The problem is that most can rarely predict what one market is going to do next week, let along figure out what a slew of markets are going to do over the next year.

See also: The Top 10 Reasons Why Yields Have Fooled Investors

Exhibit A in my argument against average investors utilizing a “macro view” approach would be the current “consensus view” on interest rates.

Something Everyone Knows…

The phrase “something everyone knows isn’t worth knowing” really applies here.

Ask yourself, what did just about every analyst on the planet expect interest rates to do in 2014? If you answered, “go up,” go ahead and give yourself a gold star because you nailed it. Yep, that’s right; most everyone, everywhere expected to see rates rising in 2014. And what have they done so far, you ask?

Check the chart below.

30-Year Treasury Yield – Daily

Hmmm… the yield of the U.S. Gov’t 30-Year Treasury Bond has moved from 3.964 percent on December 31, 2014 to 3.503 percent as of Tuesday’s close (which is up from the year’s low of 3.454 percent seen three days ago).
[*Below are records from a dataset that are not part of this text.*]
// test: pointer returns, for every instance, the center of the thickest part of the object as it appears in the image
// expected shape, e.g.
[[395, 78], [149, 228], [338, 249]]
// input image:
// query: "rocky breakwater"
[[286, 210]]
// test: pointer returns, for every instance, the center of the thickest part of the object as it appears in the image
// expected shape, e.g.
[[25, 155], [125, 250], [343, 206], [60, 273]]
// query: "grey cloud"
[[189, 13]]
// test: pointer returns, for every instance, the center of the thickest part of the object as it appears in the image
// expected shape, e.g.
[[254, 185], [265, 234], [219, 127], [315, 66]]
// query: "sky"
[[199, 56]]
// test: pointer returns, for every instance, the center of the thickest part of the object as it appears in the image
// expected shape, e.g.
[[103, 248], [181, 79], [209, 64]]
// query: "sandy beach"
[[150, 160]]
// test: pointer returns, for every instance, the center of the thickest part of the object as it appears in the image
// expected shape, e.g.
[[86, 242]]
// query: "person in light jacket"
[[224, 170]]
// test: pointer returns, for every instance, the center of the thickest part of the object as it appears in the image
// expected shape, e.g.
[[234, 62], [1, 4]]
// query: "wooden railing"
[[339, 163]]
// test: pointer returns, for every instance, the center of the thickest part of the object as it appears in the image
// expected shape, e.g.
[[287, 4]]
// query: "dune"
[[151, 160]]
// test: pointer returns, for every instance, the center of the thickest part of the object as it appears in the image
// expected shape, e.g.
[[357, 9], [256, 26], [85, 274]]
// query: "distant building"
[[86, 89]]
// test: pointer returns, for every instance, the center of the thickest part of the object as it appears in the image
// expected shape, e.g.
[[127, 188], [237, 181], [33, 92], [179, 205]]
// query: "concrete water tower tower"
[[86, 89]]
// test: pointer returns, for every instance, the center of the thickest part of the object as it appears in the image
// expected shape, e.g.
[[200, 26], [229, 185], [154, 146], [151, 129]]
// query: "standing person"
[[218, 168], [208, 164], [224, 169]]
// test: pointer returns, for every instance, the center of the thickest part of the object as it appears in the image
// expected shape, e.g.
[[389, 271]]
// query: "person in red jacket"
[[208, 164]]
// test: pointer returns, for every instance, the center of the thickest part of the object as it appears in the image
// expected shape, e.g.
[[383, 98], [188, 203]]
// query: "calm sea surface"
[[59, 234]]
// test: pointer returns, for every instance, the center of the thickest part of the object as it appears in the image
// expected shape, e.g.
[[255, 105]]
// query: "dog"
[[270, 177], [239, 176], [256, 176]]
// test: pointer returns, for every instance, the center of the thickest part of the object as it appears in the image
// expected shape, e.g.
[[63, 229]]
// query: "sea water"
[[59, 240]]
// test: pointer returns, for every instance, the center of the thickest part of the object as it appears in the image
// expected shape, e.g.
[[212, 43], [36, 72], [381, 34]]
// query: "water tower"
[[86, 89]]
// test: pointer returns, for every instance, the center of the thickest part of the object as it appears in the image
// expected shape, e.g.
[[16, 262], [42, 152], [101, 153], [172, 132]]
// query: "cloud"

This means that the yield on the 30-year has FALLEN 46 basis points – a decline of 11.6 percent – in less than four months.

What gives?

As Paul Schatz of Heritage Capital LLC wrote on Tuesday:

  • IF the employment data are improving…
  • IF retail sales remain strong…
  • IF the Fed is tapering because the economy is doing better…
  • IF consumer sentiment is constructive…
  • IF shipments at Port of LA see largest increase in seven years…

Then why is the most economically sensitive bond’s yield falling out of bed like something dark is lurking?
Why indeed, Paul?

And for the record, Mr. Schatz has been bullish on bonds for the majority of 2014 – nice call.